Yes we have tested these in an A3 and have not experienced any flickering and there's no issues with dimming. 

Jason


----------



## SoSoA3 (Sep 10, 2012)

ECS Tuning - Audi said:


> No these will not throw any bulb out errors
> 
> 
> 
> ...


Tested on a 2013 a3?


----------



## ECS Tuning - Audi (Oct 12, 2009)

No these were tested on a 06 A3 

Jason


----------



## SoSoA3 (Sep 10, 2012)

ECS Tuning - Audi said:


> No these were tested on a 06 A3
> 
> Jason


Hmmmm ok, I know that the rear plate bulbs on the 06's dont give off a error either when switching to leds but on the newer years they do. So I'd have wait until you test it in a newer model a3.

Please let me know when ever this is done, I'm very interested tho!


----------



## ECS Tuning - Audi (Oct 12, 2009)

This thread is for interior LED lights, the license plate LED's are not included in this kit. 

Jason


----------



## SoSoA3 (Sep 10, 2012)

ECS Tuning - Audi said:


> This thread is for interior LED lights, the license plate LED's are not included in this kit.
> 
> Jason


I know that, I'm just saying for the bulb out errors...on the older a3's when switching to led bulbs don't they give out errors.
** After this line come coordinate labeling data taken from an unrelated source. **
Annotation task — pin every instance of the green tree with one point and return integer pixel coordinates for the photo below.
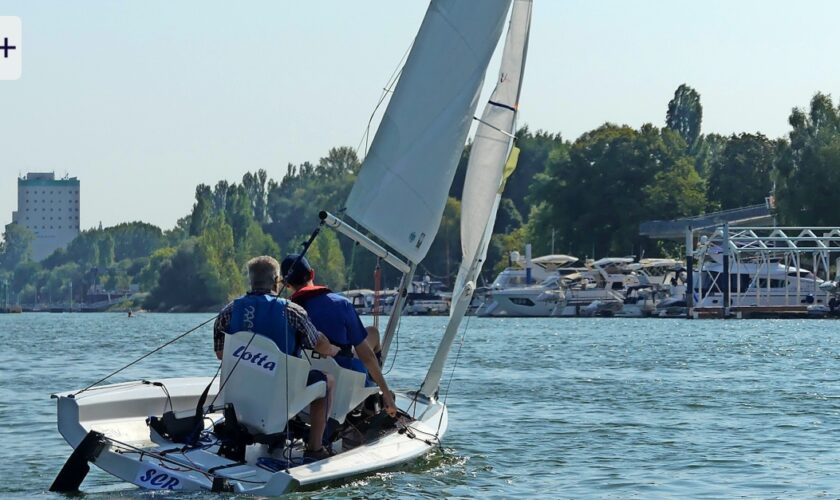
(611, 179)
(105, 244)
(326, 258)
(741, 174)
(16, 247)
(202, 274)
(148, 276)
(808, 175)
(685, 114)
(202, 209)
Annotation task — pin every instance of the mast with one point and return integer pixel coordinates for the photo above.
(487, 172)
(402, 187)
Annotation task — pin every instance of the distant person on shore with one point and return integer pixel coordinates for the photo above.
(269, 314)
(334, 315)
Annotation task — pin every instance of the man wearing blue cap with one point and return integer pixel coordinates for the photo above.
(335, 316)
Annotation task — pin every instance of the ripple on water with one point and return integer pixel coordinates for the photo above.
(570, 408)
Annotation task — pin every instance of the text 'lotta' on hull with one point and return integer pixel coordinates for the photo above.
(244, 431)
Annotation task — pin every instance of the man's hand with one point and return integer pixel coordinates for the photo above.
(390, 406)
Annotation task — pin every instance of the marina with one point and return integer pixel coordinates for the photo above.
(376, 264)
(606, 407)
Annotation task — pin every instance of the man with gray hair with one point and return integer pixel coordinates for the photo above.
(288, 325)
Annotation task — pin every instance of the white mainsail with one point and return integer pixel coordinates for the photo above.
(404, 182)
(486, 175)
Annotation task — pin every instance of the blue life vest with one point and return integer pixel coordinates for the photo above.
(265, 315)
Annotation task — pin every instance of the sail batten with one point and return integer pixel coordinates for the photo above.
(492, 159)
(401, 190)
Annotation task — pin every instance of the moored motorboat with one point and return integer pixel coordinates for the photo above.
(244, 431)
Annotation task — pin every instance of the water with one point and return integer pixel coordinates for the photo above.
(570, 408)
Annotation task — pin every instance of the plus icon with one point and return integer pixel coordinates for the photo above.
(6, 48)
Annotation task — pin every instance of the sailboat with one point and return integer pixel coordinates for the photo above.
(145, 432)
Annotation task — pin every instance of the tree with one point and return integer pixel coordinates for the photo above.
(105, 245)
(741, 174)
(202, 209)
(807, 171)
(202, 274)
(685, 115)
(16, 247)
(326, 258)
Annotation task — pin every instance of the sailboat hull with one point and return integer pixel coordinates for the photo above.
(133, 452)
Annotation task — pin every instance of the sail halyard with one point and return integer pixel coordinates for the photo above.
(485, 180)
(401, 191)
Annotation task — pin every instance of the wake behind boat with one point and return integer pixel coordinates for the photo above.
(244, 431)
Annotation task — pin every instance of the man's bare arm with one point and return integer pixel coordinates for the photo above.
(366, 354)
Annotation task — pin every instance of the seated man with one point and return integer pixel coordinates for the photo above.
(334, 315)
(263, 312)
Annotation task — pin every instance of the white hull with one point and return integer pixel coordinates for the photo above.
(119, 412)
(523, 302)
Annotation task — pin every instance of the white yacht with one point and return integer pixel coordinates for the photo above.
(761, 284)
(619, 286)
(513, 295)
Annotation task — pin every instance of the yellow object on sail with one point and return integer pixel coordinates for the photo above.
(510, 166)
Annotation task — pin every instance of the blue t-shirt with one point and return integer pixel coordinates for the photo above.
(334, 316)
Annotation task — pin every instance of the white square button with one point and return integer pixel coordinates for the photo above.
(10, 48)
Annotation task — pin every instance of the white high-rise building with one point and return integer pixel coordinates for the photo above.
(49, 207)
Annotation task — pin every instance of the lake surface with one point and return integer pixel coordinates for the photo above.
(569, 408)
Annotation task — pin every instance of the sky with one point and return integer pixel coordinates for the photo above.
(143, 100)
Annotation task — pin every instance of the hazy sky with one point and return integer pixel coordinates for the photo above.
(143, 100)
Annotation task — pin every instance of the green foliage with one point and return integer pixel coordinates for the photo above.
(444, 255)
(741, 174)
(202, 274)
(808, 176)
(584, 198)
(306, 189)
(610, 180)
(16, 247)
(148, 276)
(685, 114)
(326, 258)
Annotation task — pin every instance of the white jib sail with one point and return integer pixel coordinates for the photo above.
(404, 182)
(485, 179)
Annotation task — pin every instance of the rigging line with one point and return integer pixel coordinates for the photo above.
(397, 348)
(497, 129)
(179, 337)
(385, 91)
(452, 374)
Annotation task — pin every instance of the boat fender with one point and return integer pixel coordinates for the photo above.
(234, 436)
(169, 426)
(76, 467)
(221, 485)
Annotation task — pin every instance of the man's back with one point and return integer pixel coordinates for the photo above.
(333, 315)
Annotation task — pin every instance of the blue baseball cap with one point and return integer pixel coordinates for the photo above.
(295, 269)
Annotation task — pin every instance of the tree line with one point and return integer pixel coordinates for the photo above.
(584, 197)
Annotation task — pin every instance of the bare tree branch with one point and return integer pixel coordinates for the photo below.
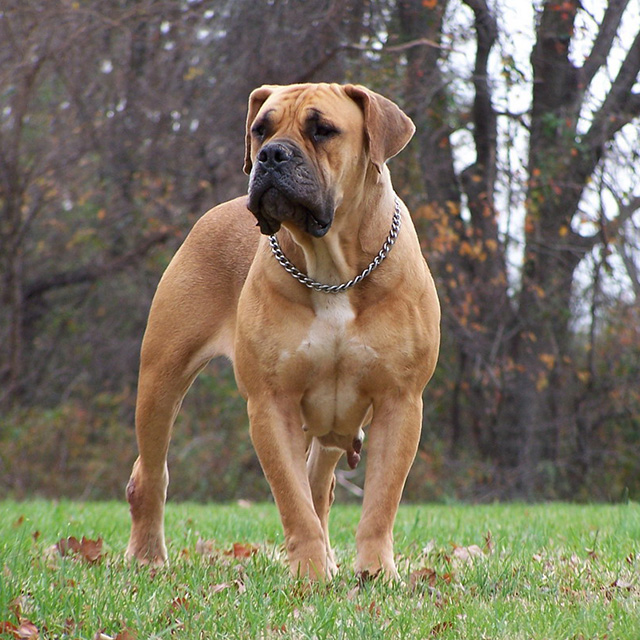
(604, 40)
(91, 273)
(619, 108)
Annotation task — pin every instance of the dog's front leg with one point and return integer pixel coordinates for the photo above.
(392, 444)
(281, 444)
(321, 464)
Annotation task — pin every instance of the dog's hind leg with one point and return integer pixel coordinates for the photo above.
(321, 464)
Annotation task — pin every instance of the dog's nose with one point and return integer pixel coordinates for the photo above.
(274, 154)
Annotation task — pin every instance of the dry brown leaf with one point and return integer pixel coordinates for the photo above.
(420, 576)
(241, 550)
(27, 631)
(467, 554)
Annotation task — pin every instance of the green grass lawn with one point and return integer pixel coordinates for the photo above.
(476, 572)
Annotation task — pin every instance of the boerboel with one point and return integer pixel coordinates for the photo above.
(327, 310)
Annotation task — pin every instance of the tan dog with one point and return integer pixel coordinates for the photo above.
(314, 366)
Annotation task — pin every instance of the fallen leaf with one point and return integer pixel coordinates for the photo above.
(205, 547)
(27, 631)
(620, 583)
(217, 588)
(488, 542)
(441, 627)
(423, 575)
(467, 554)
(89, 550)
(8, 627)
(242, 550)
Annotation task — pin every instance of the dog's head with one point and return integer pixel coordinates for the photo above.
(308, 144)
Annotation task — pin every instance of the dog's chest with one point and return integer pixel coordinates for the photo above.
(334, 361)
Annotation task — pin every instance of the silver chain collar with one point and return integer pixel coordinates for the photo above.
(338, 288)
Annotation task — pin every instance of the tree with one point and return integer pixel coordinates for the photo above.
(519, 362)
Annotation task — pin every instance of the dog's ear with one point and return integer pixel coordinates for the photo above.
(387, 128)
(256, 100)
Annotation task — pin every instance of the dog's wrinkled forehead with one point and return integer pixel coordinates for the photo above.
(291, 107)
(295, 112)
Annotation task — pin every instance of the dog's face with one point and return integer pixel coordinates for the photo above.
(308, 144)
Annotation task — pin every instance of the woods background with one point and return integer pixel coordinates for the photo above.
(122, 122)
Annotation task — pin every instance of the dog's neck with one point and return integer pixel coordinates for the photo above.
(353, 240)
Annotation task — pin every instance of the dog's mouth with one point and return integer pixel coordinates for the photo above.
(272, 207)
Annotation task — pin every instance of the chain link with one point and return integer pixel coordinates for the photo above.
(338, 288)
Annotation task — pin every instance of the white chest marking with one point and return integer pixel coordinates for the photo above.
(336, 357)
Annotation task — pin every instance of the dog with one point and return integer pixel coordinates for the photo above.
(326, 308)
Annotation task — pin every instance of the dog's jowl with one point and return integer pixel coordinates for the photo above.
(315, 287)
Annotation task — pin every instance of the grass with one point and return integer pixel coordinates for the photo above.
(545, 572)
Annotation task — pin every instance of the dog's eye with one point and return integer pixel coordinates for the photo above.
(322, 132)
(259, 130)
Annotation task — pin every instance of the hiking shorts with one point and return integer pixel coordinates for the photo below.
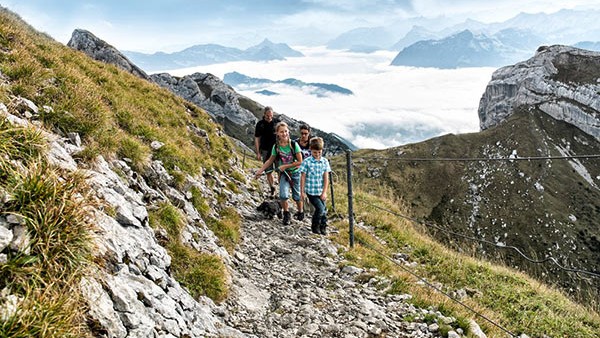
(285, 185)
(264, 155)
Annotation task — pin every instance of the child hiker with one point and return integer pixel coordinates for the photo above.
(288, 156)
(314, 180)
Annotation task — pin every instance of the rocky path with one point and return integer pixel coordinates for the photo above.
(289, 282)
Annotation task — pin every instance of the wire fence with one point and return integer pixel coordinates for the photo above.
(351, 220)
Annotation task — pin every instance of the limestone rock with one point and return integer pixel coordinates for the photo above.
(562, 81)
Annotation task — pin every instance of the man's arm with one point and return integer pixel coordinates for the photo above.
(257, 148)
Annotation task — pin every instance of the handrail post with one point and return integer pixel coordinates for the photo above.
(350, 207)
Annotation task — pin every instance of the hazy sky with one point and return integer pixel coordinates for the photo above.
(171, 25)
(391, 105)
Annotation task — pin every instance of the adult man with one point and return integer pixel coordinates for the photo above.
(264, 139)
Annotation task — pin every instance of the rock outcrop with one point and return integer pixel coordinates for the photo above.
(563, 82)
(236, 113)
(88, 43)
(285, 281)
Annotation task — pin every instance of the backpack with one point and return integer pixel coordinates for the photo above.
(293, 144)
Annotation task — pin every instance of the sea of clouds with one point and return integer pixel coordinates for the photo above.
(391, 105)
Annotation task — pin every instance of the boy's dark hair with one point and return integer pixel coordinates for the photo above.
(316, 143)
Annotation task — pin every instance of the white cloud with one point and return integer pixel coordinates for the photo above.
(390, 106)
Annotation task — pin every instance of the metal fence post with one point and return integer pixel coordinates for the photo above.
(350, 207)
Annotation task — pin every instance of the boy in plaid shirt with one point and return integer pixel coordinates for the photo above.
(314, 181)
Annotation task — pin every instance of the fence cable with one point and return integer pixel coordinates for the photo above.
(426, 282)
(431, 225)
(477, 159)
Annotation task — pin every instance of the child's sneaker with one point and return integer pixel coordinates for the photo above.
(286, 218)
(315, 228)
(323, 229)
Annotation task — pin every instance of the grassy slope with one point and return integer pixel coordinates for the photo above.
(506, 205)
(118, 115)
(439, 192)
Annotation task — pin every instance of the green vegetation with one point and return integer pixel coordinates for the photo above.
(44, 273)
(115, 113)
(201, 273)
(226, 227)
(509, 298)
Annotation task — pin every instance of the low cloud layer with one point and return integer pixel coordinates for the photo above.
(391, 105)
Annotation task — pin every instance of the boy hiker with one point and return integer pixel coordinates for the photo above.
(314, 180)
(287, 154)
(264, 139)
(303, 140)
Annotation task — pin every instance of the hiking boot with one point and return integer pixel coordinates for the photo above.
(286, 218)
(323, 229)
(315, 228)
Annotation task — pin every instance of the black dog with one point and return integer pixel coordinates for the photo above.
(269, 209)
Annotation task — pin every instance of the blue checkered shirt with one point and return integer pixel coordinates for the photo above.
(314, 170)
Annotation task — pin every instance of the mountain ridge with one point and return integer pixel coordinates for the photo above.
(166, 189)
(206, 54)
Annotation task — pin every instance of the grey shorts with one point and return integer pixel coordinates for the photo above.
(264, 155)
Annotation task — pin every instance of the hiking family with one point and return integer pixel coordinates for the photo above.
(300, 166)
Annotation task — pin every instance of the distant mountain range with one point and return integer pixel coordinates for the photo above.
(467, 49)
(238, 80)
(200, 55)
(443, 44)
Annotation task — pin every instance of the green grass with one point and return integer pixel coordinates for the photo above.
(117, 115)
(509, 298)
(226, 227)
(54, 211)
(202, 274)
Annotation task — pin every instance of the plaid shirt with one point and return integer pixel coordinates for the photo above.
(314, 170)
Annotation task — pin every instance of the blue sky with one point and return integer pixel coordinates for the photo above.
(152, 25)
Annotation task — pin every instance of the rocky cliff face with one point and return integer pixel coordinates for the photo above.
(88, 43)
(563, 82)
(284, 281)
(236, 113)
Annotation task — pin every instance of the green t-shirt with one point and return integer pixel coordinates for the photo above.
(285, 155)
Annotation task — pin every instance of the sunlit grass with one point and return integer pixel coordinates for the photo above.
(507, 297)
(202, 274)
(44, 274)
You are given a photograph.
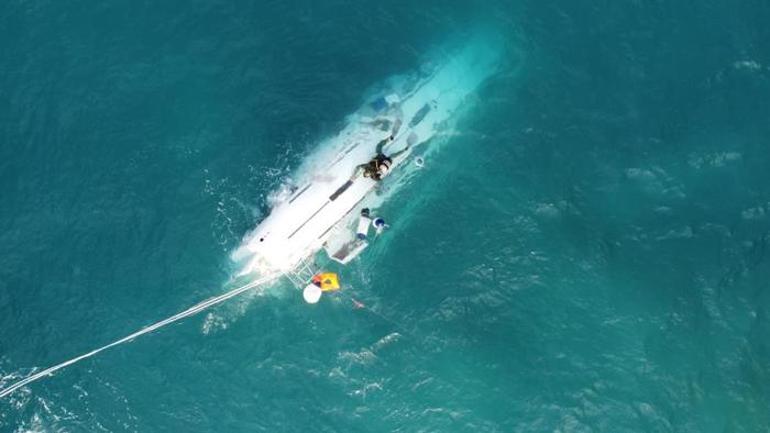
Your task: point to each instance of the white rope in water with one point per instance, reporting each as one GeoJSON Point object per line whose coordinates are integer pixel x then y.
{"type": "Point", "coordinates": [179, 316]}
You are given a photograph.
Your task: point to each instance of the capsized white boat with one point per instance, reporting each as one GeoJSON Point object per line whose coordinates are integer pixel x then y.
{"type": "Point", "coordinates": [320, 211]}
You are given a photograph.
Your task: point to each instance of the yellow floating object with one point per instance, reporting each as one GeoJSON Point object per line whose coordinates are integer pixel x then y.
{"type": "Point", "coordinates": [327, 281]}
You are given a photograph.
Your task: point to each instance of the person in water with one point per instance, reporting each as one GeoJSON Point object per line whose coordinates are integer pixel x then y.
{"type": "Point", "coordinates": [380, 165]}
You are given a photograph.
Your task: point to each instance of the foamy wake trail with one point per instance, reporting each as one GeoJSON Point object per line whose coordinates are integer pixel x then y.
{"type": "Point", "coordinates": [179, 316]}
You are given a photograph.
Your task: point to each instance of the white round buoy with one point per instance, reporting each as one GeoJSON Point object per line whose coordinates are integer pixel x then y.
{"type": "Point", "coordinates": [312, 294]}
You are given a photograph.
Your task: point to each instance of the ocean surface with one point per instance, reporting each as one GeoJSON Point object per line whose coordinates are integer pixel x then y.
{"type": "Point", "coordinates": [589, 251]}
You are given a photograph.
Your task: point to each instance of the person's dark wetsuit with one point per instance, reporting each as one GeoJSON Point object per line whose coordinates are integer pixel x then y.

But on the newer a3's they will give a bulb out error. 

So if you can please test the interior lights out on a 2011+ a3 that would be great.


----------



## TBomb (Sep 23, 2009)

Someone buy this and try it out. :laugh:


----------



## ECS Tuning - Audi (Oct 12, 2009)

There's not any indication on any model that will tell you if you have an interior bulb out. 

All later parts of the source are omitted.